Les réminiscences de l’Empire ottoman dans la mémoire arabe peuvent-elles peser contre le rapprochement avec Ankara ? Apparemment, il n’en est rien. La Turquie d’aujourd’hui serait même en passe de devenir une sorte de “modèle” pour les Arabes. Menée en janvier par l’institut turc Tesev (Turkish Economic and Social Foundation), une vaste étude d’opinion dans sept pays arabes donnait des résultats flatteurs pour la Turquie.

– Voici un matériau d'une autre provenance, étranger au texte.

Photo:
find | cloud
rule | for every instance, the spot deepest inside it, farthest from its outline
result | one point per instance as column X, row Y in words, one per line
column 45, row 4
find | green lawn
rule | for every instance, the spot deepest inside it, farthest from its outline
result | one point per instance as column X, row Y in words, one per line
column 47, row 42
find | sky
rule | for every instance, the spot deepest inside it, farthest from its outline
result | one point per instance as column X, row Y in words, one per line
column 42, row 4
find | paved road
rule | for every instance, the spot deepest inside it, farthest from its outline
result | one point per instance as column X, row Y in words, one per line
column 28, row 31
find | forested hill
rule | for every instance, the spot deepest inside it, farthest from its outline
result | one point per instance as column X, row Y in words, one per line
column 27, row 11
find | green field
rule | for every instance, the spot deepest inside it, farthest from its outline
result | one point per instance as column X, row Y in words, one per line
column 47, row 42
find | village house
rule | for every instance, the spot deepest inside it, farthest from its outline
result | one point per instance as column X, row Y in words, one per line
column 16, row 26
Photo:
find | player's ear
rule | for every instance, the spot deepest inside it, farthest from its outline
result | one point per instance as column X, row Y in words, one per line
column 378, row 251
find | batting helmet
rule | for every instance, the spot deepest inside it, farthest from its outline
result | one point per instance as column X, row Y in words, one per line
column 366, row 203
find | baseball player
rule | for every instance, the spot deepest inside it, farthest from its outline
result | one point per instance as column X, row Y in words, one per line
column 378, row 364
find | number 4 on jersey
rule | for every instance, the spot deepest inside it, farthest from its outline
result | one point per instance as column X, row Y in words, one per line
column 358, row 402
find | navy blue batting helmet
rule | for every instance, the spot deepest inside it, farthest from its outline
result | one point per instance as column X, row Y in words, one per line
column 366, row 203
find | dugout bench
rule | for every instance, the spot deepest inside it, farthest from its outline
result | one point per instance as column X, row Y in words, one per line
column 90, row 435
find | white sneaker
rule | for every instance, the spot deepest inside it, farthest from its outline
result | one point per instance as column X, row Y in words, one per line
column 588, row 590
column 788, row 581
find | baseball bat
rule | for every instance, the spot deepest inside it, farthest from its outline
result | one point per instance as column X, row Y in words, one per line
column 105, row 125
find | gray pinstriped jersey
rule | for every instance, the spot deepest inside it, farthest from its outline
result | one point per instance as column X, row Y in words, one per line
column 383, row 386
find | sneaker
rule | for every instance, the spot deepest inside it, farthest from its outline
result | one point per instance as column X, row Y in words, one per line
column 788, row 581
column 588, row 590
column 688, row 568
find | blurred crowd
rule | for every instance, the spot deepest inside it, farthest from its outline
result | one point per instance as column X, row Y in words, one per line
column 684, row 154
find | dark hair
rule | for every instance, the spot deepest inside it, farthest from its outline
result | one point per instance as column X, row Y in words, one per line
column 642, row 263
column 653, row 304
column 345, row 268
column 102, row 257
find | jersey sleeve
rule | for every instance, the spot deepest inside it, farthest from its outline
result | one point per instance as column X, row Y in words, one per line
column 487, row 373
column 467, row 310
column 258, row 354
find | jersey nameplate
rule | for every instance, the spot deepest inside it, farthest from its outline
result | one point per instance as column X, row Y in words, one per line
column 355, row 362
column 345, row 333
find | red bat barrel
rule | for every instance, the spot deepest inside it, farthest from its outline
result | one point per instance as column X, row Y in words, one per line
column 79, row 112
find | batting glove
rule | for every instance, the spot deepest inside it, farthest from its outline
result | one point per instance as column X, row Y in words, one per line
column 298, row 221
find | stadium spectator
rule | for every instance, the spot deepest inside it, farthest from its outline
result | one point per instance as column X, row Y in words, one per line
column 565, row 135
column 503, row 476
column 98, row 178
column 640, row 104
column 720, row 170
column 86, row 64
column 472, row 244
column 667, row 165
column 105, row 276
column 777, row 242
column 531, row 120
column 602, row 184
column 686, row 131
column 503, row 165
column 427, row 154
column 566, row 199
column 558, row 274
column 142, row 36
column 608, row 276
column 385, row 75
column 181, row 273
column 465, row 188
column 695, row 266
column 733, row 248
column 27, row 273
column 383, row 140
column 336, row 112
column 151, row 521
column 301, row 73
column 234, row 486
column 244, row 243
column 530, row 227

Avec 75 % d’opinions favorables, elle est le pays non arabe le plus apprécié dans le monde arabe ; 63 % jugent qu’elle a réussi la bonne “combinaison entre islam et démocratie” ; autant estiment que son adhésion à l’UE ne ferait que renforcer son aura au Proche-Orient.

Pour devenir l’un des acteurs-clés dans la région, la Turquie a rééquilibré sa relation avec les Etats-Unis. Avec l’AKP au pouvoir, elle s’est affranchie d’une manière de tutelle américaine. M. Erdogan entretient de bonnes relations avec l’Iran de Mahmoud Ahmadinejad ; il a exaspéré Washington en lançant avec Brasilia une médiation sur le nucléaire iranien. Il ne s’est pas opposé à l’entrée d’Israël à l’OCDE. Il tient une ligne délicate, complexe. Il veut tout à la fois être membre de l’OTAN, rester candidat à l’Europe, asseoir sa stature de Grand du Proche-Orient, être en même temps proche de l’Iran et du monde arabe, sans rompre avec Israël. Cocktail riche et explosif.